Small library to download files with date and time based filenames or folder structures. In parallel using wget.
Project description
========
datedown
========
.. image:: https://travis-ci.org/cpaulik/datedown.svg?branch=master
:target: https://travis-ci.org/cpaulik/datedown
.. image:: https://coveralls.io/repos/github/cpaulik/datedown/badge.svg?branch=master
:target: https://coveralls.io/github/cpaulik/datedown?branch=master
.. image:: https://badge.fury.io/py/datedown.svg
:target: http://badge.fury.io/py/datedown
Small library to download files with date and time based filenames or folder
structures. In parallel using wget.
Recursive wget can be slow and result in cumbersome local folder structures.
This library downloads exact filenames based on exact dates or a range of dates.

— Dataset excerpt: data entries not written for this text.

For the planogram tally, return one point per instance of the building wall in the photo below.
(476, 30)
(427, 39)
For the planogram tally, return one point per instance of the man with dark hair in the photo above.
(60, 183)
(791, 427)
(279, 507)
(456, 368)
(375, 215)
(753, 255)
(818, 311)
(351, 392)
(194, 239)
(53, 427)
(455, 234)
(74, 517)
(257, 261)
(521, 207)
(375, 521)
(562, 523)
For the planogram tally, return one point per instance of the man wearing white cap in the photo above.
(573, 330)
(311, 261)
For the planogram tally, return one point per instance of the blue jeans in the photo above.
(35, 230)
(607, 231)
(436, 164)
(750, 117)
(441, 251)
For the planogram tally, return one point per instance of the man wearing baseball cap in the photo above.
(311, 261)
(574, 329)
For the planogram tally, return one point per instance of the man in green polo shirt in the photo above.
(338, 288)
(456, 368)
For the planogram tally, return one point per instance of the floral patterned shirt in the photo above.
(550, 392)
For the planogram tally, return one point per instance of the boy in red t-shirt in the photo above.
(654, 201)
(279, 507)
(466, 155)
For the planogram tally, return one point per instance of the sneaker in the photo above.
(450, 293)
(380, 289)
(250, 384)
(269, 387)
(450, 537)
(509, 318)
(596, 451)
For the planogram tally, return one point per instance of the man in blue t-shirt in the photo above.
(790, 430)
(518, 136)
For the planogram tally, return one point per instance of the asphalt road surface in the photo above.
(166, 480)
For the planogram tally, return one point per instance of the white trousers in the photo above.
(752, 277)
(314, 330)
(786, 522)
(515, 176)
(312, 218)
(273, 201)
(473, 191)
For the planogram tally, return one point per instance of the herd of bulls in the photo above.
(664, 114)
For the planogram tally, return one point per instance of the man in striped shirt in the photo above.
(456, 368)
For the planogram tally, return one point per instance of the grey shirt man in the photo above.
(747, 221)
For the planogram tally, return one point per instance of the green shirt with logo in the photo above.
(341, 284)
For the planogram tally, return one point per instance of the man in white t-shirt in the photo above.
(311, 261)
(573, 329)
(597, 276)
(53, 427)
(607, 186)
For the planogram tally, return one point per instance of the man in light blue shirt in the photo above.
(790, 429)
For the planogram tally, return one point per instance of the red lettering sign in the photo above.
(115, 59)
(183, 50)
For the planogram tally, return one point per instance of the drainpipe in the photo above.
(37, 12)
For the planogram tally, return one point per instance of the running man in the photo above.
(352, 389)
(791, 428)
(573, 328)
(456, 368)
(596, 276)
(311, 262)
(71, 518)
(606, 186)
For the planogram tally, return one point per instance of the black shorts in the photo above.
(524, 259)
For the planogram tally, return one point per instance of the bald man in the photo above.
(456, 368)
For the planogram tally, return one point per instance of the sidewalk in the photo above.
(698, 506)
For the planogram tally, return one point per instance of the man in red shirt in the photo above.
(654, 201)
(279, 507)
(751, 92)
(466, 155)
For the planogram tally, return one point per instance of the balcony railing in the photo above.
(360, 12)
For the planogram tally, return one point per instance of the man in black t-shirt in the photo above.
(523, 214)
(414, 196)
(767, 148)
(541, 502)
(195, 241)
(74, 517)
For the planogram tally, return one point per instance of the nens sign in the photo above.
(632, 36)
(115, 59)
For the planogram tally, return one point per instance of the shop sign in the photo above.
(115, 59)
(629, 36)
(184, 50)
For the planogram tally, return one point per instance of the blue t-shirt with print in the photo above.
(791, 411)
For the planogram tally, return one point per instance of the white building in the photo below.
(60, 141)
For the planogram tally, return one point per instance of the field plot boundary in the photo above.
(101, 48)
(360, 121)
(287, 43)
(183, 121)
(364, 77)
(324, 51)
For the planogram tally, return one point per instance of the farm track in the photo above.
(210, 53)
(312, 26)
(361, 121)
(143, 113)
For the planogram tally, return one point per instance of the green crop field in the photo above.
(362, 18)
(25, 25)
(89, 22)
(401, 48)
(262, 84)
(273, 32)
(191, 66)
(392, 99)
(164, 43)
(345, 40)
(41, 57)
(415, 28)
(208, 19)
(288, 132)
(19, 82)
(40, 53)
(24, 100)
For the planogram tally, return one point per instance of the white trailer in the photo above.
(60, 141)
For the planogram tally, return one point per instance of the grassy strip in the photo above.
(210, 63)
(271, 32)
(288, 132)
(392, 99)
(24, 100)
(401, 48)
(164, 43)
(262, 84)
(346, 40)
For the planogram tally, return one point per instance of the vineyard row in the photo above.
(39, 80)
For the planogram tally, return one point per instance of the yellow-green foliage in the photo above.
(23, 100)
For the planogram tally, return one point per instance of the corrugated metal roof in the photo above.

Remote and local filenames and paths are built using the `Python strftime and
strptime format specification
<https://docs.python.org/2/library/datetime.html#strftime-and-strptime-behavior>`_
The library uses the Python multiprocessing module to start multiple wget
instances for possibly faster downloading. At the end of the download process it
verfies that all the files were downloaded. No support for checksums at the
moment.
Installation
============
* Install `wget <https://en.wikipedia.org/wiki/Wget>`_ if it is not already on
your system.
* ``pip install datedown``
Usage
=====
The program can be used either as a library to be called from other Python
programs or as a stand alone command line program.
Use as a command line program
-----------------------------
After installation the ``datedown`` program should be available in your shell.
To get detailed instructions on how to use it run ``datedown -h``.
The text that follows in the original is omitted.